8. Do you have any item in your shop that you would be amazed if you'd ever sell?
Are you kidding? I’m amazed that I sell anything. Books and records? In 2012? In a recession? It’s not like I’m selling bread and milk here, man.
9. Why don't you sell any records by any artists currently in the top 40?
I guess I’d answer that question with a question: “Why don’t YOU sell records by any artists in the Top 40?” OH WAIT – DID I JUST BLOW YOUR MIND? Sometimes before you start pointing your finger at people and making judgments about what they do or don’t do, maybe you should point your finger at yourself, or at least stand in front of a mirror and point at your reflection so that the mirror version of you is pointing their finger back at you, or build a robot replicant of yourself and program it to point it’s finger at you – and in some ways aren’t YOU ALREADY A FINGER POINTING ROBOT that has been programmed BY SOCIETY to point at things? Also, I’ve yet to identify and build relationships with the relevant Top 40 distribution companies, a task which remains very much on the To Do list for The Inkwell in 2012 – stay tuned!
10. Would you consider changing your opening hours from 9am till 5pm, to 9pm till 5am?
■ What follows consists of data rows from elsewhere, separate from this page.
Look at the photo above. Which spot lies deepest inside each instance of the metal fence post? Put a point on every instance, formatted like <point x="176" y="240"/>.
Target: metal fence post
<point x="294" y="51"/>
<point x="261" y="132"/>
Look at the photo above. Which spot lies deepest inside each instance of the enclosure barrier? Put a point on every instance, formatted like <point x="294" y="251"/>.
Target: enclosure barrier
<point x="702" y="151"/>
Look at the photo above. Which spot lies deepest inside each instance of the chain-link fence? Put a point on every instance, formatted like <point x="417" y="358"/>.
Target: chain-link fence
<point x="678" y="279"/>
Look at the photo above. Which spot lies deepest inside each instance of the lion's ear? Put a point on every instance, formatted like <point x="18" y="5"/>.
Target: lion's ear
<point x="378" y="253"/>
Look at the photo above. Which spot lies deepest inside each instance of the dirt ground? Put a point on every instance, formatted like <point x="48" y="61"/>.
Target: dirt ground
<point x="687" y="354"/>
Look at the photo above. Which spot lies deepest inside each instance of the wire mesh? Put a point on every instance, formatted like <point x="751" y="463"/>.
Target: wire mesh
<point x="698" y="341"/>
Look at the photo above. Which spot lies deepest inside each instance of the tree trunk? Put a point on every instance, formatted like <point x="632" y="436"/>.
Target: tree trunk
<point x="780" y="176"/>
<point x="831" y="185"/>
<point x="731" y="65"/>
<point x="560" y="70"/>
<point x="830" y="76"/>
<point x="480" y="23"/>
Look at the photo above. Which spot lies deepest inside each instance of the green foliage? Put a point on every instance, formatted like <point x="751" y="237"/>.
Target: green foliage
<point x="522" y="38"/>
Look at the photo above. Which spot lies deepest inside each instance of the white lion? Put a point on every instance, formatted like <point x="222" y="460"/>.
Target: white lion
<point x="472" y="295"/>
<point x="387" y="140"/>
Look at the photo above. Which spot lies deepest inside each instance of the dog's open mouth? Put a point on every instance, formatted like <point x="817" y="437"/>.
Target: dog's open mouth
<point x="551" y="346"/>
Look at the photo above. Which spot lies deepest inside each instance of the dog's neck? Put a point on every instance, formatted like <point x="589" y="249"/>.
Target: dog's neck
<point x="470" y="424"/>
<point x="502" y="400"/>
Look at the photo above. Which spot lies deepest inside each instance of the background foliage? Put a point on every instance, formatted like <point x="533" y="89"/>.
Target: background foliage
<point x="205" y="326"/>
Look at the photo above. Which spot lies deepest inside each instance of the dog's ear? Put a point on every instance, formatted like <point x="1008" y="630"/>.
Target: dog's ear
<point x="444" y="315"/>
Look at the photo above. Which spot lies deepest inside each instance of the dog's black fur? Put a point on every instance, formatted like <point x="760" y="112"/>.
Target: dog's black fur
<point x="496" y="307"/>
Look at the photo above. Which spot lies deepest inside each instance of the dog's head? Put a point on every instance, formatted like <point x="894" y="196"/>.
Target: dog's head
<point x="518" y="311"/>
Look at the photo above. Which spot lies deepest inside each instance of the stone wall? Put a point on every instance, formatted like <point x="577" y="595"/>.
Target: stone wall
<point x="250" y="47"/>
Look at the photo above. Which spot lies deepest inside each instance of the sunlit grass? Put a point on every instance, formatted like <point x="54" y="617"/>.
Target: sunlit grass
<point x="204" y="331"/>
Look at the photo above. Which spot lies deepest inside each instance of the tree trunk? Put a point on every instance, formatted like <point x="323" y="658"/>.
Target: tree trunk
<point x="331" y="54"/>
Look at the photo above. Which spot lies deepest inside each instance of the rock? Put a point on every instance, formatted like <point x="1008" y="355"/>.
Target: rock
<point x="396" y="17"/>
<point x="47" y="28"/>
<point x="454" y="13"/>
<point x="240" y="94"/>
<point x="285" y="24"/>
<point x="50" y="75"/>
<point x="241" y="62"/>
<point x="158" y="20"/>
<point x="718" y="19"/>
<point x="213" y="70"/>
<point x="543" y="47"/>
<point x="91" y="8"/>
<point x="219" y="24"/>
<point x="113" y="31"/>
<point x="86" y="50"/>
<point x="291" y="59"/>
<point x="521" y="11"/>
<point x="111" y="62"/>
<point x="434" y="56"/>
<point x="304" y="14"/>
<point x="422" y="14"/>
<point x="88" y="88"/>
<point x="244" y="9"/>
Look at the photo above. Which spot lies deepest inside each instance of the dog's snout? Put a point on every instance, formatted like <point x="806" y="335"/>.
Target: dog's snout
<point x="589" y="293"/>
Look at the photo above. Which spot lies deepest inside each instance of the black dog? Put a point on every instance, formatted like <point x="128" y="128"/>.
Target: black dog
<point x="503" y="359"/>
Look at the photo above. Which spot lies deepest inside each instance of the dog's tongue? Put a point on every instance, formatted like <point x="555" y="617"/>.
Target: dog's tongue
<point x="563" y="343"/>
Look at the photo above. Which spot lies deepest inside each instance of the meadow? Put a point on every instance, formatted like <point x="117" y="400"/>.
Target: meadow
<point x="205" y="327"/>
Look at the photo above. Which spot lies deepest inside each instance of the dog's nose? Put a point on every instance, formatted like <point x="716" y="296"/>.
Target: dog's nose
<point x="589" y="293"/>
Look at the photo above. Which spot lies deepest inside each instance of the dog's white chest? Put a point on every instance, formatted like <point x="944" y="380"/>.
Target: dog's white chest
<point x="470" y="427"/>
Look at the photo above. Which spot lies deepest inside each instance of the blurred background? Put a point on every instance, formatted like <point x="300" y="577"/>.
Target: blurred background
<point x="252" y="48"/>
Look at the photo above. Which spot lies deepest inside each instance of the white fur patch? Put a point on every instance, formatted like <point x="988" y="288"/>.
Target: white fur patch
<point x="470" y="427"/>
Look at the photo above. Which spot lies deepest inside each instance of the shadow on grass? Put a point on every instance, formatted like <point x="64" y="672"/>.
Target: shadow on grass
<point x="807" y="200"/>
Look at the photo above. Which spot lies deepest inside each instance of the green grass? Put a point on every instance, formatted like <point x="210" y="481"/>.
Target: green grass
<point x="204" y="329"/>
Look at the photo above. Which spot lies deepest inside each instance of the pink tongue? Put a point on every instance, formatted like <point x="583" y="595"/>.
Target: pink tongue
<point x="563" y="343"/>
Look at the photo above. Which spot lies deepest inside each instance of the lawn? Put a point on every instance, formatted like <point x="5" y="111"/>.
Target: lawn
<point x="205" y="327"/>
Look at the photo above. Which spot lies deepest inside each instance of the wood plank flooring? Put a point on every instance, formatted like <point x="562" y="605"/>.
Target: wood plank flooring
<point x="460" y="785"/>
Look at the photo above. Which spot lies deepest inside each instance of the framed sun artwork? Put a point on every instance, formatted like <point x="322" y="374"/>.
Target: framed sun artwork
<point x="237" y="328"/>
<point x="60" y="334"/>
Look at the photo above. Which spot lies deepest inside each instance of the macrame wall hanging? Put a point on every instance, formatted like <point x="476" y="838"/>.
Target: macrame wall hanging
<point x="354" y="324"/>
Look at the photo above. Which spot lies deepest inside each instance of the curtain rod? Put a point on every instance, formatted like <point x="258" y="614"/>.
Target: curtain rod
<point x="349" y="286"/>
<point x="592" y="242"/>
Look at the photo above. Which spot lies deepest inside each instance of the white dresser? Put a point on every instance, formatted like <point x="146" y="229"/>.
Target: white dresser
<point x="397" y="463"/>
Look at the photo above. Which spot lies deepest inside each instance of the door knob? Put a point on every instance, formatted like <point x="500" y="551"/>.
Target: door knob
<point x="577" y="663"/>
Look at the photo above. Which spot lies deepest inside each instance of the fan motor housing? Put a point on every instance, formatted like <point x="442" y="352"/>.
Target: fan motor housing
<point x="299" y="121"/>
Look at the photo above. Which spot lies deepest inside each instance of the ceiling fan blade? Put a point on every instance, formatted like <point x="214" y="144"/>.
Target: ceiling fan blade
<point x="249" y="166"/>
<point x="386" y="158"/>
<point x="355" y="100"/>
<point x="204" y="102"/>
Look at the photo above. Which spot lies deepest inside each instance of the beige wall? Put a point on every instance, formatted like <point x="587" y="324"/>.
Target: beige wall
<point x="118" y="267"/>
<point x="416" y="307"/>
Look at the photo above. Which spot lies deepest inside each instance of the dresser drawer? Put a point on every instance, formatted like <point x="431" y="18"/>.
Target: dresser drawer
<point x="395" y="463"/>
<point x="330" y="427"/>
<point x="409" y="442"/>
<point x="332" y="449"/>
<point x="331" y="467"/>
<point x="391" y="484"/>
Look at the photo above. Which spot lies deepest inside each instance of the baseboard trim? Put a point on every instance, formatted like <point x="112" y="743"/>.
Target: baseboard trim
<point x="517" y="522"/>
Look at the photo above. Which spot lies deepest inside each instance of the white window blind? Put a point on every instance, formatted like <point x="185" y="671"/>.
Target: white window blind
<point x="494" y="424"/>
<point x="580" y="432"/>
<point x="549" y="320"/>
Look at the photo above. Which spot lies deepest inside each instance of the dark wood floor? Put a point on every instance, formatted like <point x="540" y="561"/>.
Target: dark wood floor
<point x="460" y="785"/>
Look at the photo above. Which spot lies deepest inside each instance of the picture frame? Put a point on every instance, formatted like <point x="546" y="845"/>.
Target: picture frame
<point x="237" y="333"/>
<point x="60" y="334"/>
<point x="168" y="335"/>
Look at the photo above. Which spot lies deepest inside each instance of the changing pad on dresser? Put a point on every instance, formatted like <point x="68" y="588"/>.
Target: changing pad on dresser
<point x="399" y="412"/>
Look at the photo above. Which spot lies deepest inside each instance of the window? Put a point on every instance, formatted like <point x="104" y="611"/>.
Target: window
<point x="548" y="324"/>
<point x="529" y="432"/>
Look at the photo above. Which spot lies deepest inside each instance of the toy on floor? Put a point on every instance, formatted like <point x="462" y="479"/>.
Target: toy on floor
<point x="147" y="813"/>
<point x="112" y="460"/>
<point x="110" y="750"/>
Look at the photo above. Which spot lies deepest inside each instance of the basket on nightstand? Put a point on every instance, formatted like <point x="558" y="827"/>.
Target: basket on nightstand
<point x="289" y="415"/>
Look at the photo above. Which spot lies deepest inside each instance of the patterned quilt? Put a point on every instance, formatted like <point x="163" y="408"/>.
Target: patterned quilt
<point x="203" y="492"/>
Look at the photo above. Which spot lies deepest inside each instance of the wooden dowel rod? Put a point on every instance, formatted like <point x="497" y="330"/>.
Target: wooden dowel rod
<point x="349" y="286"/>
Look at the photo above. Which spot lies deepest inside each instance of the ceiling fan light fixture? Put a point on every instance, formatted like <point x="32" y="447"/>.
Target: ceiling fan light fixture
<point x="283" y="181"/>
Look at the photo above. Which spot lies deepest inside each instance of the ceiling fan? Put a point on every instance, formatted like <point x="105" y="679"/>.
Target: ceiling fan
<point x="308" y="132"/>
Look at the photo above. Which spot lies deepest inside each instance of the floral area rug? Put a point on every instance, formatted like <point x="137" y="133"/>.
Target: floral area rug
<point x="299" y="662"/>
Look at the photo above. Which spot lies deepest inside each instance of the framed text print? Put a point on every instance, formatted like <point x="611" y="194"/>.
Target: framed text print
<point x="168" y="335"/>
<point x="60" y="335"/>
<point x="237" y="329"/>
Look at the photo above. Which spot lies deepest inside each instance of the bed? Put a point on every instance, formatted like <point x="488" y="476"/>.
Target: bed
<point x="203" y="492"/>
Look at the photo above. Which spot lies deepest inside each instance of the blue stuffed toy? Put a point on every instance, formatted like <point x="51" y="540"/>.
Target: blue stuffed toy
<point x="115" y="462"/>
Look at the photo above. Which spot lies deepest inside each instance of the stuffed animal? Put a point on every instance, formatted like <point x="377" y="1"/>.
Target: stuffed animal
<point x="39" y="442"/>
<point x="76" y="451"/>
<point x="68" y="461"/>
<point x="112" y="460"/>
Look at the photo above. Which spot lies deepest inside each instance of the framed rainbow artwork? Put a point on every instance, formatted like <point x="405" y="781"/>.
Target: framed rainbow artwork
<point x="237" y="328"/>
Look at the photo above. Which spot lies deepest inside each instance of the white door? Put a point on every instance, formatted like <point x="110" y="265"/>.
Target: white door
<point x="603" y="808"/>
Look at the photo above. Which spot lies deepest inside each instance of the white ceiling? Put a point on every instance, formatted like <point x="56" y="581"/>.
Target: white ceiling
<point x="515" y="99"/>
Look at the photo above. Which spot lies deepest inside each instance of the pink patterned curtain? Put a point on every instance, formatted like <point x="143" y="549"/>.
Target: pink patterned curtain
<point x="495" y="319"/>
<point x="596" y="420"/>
This would only be possible if I made the same change at the Sydney, Australia branch of The Inkwell, where I currently work from 9pm-5am UK time / 9am-5pm Australian time. Currently I commute between the the UK branch and the Australian branch, keeping regular daytime business hours at both, and no, I don’t know how it’s possible either. Don’t need to. I get on a plane and that’s that. I’m not a scientist. Let Dr Poindexter Q Nerdington worry about that shit. I’m a man of action, a man of doing things. Reckless, mindless, pointless things. Asking me to explain quantum physics is like asking Steven Hawkins to explain how you calculate the break-even point of a small retail business, which I’m pretty sure he definitely couldn’t do. (FYI: Breakeven Point = Fixed Costs / Unit Selling Costs – Variable Costs . You think they teach you that at Space School or wherever Hawkins went? No way man. No freaking way.)